While GMA presented a "compelling argument", ​in the end, the FDA made the "right move" ​to call for a ban on PHOs at all levels, Wallace continued.

"Even lower levels of trans fat seem to pose a public health concern, and in my mind should be completely removed from the food supply," ​he said.

"There are other ways to keep a baked good from sticking to the pan."

More time to comply 

The FDA extended the deadline for some food manufacturers to remove PHOs to Jan. 1, 2020 (originally June 18, 2018) to “allow for an orderly transition in the marketplace”, ​the FDA said.

The extended deadline applies to limited and specific used of PHOs in food products, according to the FDA.

The agency has also given companies until Jan. 1, 2021, to exhaust their current product inventories containing PHOs.

“Most PHOs have already been removed from food, and for the most part, manufacturers may not add any PHOs to foods after June 18, 2018,”​ Dr Gottlieb continued.

“However, there are a handful of PHO applications that continue to be used at very small levels - typically for certain processing aids or as small components of some flavor and color ingredients.”

The FDA set a compliance deadline of June 1, 2020 for all food manufacturers to use up all their inventory of food products containing PHOs.

Where do PHOs come from and how are they used?

Partially hydrogenated oils are a form of trans-fats that are heated in the presence of hydrogen and a catalyst to form solid fats. The hydrogenation process converts some polyunsaturated fatty acids to monounsaturated and saturated fatty acids.

According to CSPI, the problem arises when some of the fatty acids are artificially converted to the “trans”​ form, meaning that two parts of fatty acid molecules are on opposite sides of double bonds. 

Oils are partially hydrogenated to increase shelf life and obtain the cooking properties of solid shortenings.
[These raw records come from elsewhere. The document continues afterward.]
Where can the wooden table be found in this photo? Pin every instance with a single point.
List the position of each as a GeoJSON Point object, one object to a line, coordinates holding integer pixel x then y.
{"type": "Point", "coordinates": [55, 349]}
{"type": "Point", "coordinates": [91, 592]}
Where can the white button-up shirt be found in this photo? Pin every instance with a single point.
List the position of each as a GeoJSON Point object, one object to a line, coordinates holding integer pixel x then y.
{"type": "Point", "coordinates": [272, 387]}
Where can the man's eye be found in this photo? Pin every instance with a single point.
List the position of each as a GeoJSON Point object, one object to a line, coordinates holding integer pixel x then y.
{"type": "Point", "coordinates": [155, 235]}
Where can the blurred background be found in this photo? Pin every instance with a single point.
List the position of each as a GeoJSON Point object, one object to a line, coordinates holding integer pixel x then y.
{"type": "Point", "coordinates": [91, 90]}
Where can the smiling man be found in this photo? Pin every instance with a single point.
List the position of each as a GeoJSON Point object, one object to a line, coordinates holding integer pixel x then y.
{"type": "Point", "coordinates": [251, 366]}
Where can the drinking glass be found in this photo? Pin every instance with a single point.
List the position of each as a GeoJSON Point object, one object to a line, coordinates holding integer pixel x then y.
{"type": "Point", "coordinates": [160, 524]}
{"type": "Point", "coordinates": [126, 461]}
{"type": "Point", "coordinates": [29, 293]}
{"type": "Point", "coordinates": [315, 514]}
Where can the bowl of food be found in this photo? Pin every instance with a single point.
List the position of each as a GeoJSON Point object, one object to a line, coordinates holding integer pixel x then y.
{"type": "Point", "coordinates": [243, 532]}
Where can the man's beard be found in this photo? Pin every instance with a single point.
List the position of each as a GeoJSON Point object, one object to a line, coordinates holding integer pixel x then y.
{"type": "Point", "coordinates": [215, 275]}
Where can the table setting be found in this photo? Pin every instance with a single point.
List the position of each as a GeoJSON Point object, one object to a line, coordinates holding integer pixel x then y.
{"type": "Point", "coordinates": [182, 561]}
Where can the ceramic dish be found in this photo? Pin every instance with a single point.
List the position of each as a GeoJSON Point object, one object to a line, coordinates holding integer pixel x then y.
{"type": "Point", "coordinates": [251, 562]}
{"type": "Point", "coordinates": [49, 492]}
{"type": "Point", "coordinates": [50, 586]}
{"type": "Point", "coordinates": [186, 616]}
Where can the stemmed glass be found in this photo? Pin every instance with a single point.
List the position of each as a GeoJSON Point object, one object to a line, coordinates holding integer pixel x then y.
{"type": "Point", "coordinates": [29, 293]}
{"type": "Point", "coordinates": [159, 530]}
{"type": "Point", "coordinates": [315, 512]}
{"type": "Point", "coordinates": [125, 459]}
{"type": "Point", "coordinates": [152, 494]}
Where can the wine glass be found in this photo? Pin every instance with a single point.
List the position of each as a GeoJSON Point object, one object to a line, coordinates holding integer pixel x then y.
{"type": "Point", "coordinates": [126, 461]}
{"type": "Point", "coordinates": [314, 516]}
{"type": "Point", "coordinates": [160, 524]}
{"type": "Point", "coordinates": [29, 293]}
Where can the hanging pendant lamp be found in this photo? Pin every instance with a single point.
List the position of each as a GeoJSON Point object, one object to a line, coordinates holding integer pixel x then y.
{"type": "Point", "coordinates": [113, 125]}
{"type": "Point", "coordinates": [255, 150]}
PHOs have been used to replace butter, lard, palm oil, coconut oil, and other “hard”​ fats in many processed foods, CSPI added.

GMA ‘disappointed’ by FDA decision

In in its petition, the GMA requested approval of three uses of PHOs including as a solvent or carrier, or a component thereof, for flavoring agents, flavor enhancers, and coloring agents; as a processing aid, or component thereof; and as a pan release agent for baked goods.
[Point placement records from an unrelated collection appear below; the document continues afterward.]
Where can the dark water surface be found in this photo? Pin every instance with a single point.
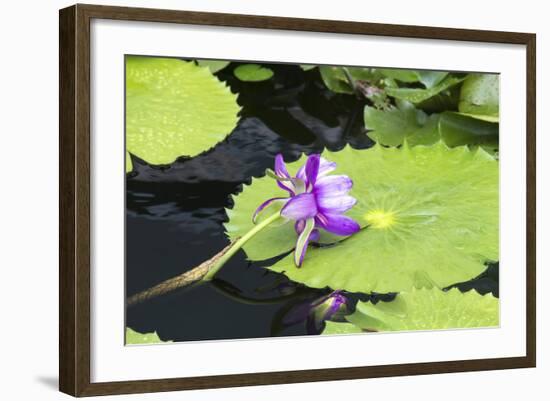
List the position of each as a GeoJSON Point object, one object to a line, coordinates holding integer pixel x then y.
{"type": "Point", "coordinates": [175, 215]}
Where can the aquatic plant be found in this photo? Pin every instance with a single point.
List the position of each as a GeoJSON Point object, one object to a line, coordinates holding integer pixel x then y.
{"type": "Point", "coordinates": [174, 108]}
{"type": "Point", "coordinates": [430, 215]}
{"type": "Point", "coordinates": [316, 201]}
{"type": "Point", "coordinates": [422, 309]}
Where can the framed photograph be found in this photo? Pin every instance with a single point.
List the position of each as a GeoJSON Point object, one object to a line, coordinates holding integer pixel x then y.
{"type": "Point", "coordinates": [250, 200]}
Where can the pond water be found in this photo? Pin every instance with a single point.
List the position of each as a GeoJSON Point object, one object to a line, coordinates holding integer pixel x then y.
{"type": "Point", "coordinates": [175, 215]}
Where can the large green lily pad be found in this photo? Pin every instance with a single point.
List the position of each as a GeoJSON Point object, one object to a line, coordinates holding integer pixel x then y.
{"type": "Point", "coordinates": [430, 216]}
{"type": "Point", "coordinates": [426, 309]}
{"type": "Point", "coordinates": [175, 108]}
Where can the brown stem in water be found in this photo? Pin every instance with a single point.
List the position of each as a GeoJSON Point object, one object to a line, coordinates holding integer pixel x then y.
{"type": "Point", "coordinates": [186, 279]}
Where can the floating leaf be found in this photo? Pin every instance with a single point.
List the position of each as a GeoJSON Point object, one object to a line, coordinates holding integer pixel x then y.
{"type": "Point", "coordinates": [129, 164]}
{"type": "Point", "coordinates": [252, 73]}
{"type": "Point", "coordinates": [432, 215]}
{"type": "Point", "coordinates": [337, 79]}
{"type": "Point", "coordinates": [427, 309]}
{"type": "Point", "coordinates": [213, 65]}
{"type": "Point", "coordinates": [400, 75]}
{"type": "Point", "coordinates": [174, 108]}
{"type": "Point", "coordinates": [133, 337]}
{"type": "Point", "coordinates": [333, 328]}
{"type": "Point", "coordinates": [419, 95]}
{"type": "Point", "coordinates": [457, 129]}
{"type": "Point", "coordinates": [390, 127]}
{"type": "Point", "coordinates": [431, 78]}
{"type": "Point", "coordinates": [307, 67]}
{"type": "Point", "coordinates": [482, 117]}
{"type": "Point", "coordinates": [479, 95]}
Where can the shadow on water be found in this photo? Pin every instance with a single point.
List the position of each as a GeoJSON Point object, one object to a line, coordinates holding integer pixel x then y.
{"type": "Point", "coordinates": [175, 215]}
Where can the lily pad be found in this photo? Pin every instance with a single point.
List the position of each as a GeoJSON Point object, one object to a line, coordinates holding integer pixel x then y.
{"type": "Point", "coordinates": [430, 216]}
{"type": "Point", "coordinates": [307, 67]}
{"type": "Point", "coordinates": [408, 76]}
{"type": "Point", "coordinates": [391, 127]}
{"type": "Point", "coordinates": [427, 309]}
{"type": "Point", "coordinates": [405, 122]}
{"type": "Point", "coordinates": [419, 95]}
{"type": "Point", "coordinates": [175, 108]}
{"type": "Point", "coordinates": [431, 78]}
{"type": "Point", "coordinates": [479, 95]}
{"type": "Point", "coordinates": [133, 337]}
{"type": "Point", "coordinates": [253, 73]}
{"type": "Point", "coordinates": [129, 164]}
{"type": "Point", "coordinates": [337, 79]}
{"type": "Point", "coordinates": [213, 65]}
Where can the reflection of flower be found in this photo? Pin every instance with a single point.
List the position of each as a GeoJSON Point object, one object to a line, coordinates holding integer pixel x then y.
{"type": "Point", "coordinates": [317, 200]}
{"type": "Point", "coordinates": [327, 307]}
{"type": "Point", "coordinates": [315, 312]}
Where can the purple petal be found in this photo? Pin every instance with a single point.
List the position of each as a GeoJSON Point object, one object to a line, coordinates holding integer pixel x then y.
{"type": "Point", "coordinates": [336, 300]}
{"type": "Point", "coordinates": [264, 205]}
{"type": "Point", "coordinates": [281, 171]}
{"type": "Point", "coordinates": [333, 185]}
{"type": "Point", "coordinates": [300, 207]}
{"type": "Point", "coordinates": [299, 226]}
{"type": "Point", "coordinates": [287, 186]}
{"type": "Point", "coordinates": [309, 170]}
{"type": "Point", "coordinates": [325, 167]}
{"type": "Point", "coordinates": [303, 241]}
{"type": "Point", "coordinates": [312, 169]}
{"type": "Point", "coordinates": [337, 224]}
{"type": "Point", "coordinates": [335, 204]}
{"type": "Point", "coordinates": [280, 167]}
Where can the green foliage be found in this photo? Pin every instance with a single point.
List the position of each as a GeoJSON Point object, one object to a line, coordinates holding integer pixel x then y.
{"type": "Point", "coordinates": [252, 73]}
{"type": "Point", "coordinates": [307, 67]}
{"type": "Point", "coordinates": [213, 65]}
{"type": "Point", "coordinates": [479, 96]}
{"type": "Point", "coordinates": [129, 164]}
{"type": "Point", "coordinates": [133, 337]}
{"type": "Point", "coordinates": [174, 108]}
{"type": "Point", "coordinates": [391, 127]}
{"type": "Point", "coordinates": [405, 122]}
{"type": "Point", "coordinates": [339, 79]}
{"type": "Point", "coordinates": [430, 218]}
{"type": "Point", "coordinates": [431, 78]}
{"type": "Point", "coordinates": [419, 95]}
{"type": "Point", "coordinates": [426, 309]}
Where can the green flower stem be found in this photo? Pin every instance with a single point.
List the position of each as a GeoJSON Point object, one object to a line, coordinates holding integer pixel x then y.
{"type": "Point", "coordinates": [239, 244]}
{"type": "Point", "coordinates": [203, 272]}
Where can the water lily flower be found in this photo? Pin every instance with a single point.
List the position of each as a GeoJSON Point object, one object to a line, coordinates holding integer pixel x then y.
{"type": "Point", "coordinates": [316, 200]}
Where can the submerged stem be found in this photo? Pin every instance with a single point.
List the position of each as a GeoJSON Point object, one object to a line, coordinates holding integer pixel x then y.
{"type": "Point", "coordinates": [203, 272]}
{"type": "Point", "coordinates": [239, 244]}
“The industry petition also gave the FDA the opportunity to further review whether certain uses of PHOs can be safe in foods, and we concluded that the petition doesn’t contain sufficient evidence that the requested uses are safe,”​ Dr Gottlieb said.

Leon Bruner, GMA EVP of science and regulatory affairs and chief science officer, said the trade association was “disappointed”​ by the FDA’s latest decision and its response to the trade association’s petition.

“Food and beverage companies have already successfully reduced PHO-related trans-fats by more than 98%,”​ Bruner said.

“We are disappointed by FDA’s finding; we believe the petition presented extensive and verifiable data that supported the scientific basis for a safety approval of these minor continued uses of PHOs.”

Bruner added that GMA appreciates  FDA’s extension of the compliance date for the specific and limited use of PHOs outlined in the GMA’s food additive petition.

“This gives companies a year to reformulate those remaining products and additional time for any products already in commerce to exit the marketplace,”​ Bruner said.